Now danah boyd offers a timely warning that such “well-intended interventions” are likely to backfire (Backchannel). The “culture and information wars” the U.S. is experiencing today are far bigger than even these giant tech corporations, and they are continuously evolving in unpredictable ways.

For a brief instant “fake news” was understood to mean “news stories made up to appeal to partisans so Macedonian kids could profit off the clicks” (as the original Buzzfeed report chronicled). But the moment the term entered the political bloodstream, it became a carrier for a wide range of agendas, from conservative hostility to the “mainstream media” to liberal disgust with Fox News.

That alone would make our demands that Facebook and Google solve this problem for us impossible to meet. Then remember that online moderation (human or algorithmic) is profoundly fallible. That any outside expert authority the companies might invite to rule on “fakeness” is going to be contested. And that much of the misinformation online doesn’t come in the form of disprovable lies but in subtle manipulations and non-debunkable memes.

We should abandon “band-aid solutionism,” boyd argues, and stop expecting tech companies to be referees of a culture war. Instead, we should “build coalitions of groups who do not share the same political and social ideals to address the issues that we can all agree are broken.”

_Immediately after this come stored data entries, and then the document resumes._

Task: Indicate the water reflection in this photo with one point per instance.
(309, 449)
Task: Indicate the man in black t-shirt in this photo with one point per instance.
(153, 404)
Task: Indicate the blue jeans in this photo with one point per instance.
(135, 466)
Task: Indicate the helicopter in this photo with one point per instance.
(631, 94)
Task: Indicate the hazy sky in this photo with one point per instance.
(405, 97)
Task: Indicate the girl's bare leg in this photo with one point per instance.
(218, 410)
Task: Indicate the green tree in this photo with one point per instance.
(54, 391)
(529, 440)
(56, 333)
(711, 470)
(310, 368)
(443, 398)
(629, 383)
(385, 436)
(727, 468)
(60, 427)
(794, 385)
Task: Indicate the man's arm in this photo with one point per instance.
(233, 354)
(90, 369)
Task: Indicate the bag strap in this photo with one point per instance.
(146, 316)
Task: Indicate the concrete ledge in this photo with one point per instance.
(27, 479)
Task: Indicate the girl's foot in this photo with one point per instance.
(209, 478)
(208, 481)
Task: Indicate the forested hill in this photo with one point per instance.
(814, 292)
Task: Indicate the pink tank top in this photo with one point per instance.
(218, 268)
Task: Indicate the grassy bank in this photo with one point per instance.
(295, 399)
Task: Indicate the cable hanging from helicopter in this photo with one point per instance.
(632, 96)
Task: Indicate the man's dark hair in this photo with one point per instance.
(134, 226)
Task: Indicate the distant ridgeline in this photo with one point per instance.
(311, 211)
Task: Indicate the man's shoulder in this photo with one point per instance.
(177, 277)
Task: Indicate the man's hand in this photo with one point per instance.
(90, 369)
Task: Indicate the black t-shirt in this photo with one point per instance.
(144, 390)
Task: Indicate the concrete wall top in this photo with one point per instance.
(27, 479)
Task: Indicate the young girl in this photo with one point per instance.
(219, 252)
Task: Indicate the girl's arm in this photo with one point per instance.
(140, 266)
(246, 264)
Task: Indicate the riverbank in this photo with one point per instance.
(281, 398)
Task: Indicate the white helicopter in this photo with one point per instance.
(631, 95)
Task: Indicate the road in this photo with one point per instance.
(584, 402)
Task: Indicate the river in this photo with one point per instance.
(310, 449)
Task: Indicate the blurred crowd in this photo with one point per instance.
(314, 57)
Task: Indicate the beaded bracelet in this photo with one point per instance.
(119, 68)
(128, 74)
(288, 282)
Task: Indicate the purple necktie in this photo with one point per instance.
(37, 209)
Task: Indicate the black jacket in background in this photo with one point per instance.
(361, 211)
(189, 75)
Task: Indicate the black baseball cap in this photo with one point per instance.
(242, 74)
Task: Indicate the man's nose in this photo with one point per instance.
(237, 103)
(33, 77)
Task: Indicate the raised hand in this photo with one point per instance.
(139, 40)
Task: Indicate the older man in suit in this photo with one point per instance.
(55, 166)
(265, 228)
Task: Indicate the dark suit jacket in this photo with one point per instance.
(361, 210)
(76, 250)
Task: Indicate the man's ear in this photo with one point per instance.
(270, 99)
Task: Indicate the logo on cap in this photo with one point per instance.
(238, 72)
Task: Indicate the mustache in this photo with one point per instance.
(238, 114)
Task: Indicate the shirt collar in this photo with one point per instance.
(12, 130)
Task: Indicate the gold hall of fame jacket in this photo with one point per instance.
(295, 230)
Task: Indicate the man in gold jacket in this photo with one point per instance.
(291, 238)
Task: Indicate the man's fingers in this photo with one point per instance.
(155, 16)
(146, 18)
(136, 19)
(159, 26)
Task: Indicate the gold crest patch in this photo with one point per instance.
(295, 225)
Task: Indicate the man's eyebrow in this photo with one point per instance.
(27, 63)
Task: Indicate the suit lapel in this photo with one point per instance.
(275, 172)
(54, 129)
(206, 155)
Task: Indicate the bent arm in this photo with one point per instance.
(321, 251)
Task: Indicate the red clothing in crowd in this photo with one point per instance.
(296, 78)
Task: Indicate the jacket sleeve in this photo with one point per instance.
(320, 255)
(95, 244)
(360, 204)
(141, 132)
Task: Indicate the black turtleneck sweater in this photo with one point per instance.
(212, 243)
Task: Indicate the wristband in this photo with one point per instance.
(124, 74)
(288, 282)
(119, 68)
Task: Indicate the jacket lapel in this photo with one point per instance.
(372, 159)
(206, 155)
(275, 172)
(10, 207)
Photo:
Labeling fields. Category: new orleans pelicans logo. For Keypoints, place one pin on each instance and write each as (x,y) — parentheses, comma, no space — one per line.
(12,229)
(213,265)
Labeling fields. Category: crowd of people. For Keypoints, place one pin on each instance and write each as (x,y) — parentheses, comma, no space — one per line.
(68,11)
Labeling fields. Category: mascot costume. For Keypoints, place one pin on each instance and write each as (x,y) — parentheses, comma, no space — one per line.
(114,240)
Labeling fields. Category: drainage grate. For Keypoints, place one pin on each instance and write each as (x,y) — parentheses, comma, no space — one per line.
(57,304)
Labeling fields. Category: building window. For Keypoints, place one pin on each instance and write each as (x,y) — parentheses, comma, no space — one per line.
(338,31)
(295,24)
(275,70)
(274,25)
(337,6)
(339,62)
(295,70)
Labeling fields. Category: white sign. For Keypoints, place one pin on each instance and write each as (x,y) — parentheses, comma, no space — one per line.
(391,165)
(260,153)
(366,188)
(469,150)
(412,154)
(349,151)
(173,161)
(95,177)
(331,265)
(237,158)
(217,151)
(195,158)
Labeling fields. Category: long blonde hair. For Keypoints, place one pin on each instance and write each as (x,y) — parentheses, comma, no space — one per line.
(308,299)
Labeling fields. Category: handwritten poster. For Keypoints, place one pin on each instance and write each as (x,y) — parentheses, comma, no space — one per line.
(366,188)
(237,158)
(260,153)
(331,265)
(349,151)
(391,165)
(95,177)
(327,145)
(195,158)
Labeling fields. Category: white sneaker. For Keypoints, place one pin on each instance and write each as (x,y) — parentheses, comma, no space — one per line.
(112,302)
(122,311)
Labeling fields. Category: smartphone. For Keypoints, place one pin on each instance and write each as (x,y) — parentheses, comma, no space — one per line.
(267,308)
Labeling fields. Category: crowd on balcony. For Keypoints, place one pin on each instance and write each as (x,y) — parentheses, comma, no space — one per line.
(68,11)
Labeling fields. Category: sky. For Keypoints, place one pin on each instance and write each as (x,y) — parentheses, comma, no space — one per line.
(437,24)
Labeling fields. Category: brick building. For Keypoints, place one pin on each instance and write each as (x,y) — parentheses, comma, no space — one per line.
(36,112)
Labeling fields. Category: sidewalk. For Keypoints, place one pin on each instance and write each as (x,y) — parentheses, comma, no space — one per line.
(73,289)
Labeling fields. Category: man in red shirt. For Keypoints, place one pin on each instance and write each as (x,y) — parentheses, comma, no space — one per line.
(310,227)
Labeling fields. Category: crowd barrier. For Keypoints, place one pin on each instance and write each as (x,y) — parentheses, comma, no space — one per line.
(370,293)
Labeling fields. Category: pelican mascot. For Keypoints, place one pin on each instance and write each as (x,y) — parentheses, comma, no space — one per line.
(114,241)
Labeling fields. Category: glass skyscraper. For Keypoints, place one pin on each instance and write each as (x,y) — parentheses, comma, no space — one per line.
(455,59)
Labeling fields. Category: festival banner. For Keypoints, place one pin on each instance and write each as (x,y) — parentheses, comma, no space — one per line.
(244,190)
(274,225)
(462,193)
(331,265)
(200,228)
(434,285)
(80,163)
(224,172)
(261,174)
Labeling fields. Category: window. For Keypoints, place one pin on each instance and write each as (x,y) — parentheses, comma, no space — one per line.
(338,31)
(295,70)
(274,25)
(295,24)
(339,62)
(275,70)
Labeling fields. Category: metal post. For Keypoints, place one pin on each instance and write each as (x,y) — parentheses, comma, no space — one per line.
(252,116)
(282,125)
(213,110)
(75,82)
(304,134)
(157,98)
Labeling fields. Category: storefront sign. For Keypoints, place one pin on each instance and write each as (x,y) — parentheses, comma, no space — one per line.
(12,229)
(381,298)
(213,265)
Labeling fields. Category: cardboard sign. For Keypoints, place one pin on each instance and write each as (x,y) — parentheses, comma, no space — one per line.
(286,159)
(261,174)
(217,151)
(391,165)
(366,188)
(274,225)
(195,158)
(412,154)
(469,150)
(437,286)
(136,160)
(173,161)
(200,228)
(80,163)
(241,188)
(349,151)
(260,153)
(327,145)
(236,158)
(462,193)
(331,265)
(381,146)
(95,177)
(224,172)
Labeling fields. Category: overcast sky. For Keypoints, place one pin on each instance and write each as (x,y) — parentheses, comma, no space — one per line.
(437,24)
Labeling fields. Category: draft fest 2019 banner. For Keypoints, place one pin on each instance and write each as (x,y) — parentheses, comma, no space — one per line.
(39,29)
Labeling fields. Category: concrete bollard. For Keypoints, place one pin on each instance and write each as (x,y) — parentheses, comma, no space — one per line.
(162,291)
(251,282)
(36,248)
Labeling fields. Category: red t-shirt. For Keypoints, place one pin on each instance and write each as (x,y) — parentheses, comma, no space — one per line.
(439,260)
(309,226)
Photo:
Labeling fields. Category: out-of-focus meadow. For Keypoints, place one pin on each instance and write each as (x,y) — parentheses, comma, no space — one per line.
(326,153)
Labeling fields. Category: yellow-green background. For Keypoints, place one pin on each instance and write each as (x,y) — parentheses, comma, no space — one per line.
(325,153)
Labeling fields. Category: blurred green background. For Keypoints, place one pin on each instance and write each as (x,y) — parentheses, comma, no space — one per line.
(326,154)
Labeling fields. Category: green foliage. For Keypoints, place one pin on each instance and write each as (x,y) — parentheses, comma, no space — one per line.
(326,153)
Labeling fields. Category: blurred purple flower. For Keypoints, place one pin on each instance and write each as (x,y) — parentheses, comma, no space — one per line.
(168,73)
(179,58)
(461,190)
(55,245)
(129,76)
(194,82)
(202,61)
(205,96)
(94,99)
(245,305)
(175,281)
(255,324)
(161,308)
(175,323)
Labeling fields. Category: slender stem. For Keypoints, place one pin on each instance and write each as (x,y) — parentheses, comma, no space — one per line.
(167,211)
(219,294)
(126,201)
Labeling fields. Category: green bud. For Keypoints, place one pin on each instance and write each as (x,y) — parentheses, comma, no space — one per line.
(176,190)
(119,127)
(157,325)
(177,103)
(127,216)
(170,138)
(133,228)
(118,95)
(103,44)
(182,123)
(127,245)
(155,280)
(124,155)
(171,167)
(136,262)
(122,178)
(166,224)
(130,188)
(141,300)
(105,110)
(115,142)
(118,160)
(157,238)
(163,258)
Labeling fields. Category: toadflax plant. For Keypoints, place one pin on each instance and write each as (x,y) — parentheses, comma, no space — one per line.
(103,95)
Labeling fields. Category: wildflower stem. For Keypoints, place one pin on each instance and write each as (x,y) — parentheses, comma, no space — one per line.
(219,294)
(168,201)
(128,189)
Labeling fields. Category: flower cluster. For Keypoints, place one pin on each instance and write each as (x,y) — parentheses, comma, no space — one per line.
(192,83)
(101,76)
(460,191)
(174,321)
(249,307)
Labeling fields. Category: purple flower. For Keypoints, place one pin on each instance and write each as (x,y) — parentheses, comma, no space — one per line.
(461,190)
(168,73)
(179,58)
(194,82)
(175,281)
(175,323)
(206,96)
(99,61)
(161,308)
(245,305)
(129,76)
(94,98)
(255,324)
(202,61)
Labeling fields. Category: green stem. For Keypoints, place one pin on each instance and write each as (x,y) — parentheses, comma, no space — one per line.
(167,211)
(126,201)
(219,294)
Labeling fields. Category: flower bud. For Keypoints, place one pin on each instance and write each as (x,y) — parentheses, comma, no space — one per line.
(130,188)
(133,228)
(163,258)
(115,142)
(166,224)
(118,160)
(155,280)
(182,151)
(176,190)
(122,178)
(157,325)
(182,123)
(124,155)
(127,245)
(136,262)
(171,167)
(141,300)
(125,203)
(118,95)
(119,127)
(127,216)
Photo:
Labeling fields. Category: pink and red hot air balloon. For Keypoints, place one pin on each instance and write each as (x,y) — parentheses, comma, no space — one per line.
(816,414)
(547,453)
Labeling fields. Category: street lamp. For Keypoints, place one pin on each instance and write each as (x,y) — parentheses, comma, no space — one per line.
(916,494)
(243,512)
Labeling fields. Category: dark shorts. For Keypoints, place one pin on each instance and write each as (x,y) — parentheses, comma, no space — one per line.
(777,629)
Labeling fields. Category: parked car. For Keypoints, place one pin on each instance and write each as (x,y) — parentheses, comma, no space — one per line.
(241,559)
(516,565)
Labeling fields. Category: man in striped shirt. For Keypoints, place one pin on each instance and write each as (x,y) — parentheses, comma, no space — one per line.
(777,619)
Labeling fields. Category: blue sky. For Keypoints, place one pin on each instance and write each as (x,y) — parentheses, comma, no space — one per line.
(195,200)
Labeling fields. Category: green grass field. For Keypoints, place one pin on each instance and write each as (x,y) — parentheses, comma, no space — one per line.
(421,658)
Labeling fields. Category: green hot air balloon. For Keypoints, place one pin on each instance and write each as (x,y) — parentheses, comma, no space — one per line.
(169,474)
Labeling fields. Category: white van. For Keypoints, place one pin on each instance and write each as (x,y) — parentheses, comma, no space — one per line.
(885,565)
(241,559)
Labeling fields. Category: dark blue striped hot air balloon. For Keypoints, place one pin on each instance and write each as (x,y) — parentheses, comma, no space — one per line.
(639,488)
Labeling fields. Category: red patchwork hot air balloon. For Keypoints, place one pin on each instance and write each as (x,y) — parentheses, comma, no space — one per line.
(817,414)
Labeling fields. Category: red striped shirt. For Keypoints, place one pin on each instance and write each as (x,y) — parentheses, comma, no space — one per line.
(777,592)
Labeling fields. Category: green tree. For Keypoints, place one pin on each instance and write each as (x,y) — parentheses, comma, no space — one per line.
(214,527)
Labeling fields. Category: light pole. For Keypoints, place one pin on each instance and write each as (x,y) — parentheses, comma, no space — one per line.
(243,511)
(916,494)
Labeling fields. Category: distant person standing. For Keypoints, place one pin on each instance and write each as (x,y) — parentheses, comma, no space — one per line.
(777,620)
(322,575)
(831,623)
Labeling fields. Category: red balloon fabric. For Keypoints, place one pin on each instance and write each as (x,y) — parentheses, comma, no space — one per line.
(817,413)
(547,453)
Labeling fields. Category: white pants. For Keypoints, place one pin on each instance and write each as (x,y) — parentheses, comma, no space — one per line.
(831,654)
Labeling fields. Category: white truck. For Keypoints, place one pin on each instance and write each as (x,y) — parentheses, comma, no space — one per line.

Resumes Don’t Get Better With Age

Age discrimination in hiring is illegal, but that doesn’t mean there’s no bias against older job applicants (NPR). Economists at UC Irvine and Tulane studied the problem by sending out 40,000 resumes for several thousand open positions. The multiple resumes they send for each opening were identical except for age. Surprise! Call-back rates dropped steadily as applicants’ ages increased — and older women fared worse than older men.

It’s difficult to bring lawsuits against companies that discriminate in this way, although one rejected applicant has brought such a case against R.J. Reynolds. But in the long run that may not matter. Business is going to have no choice but to get accustomed to a grayer workforce: Demographics will accomplish what anti-discrimination laws haven’t.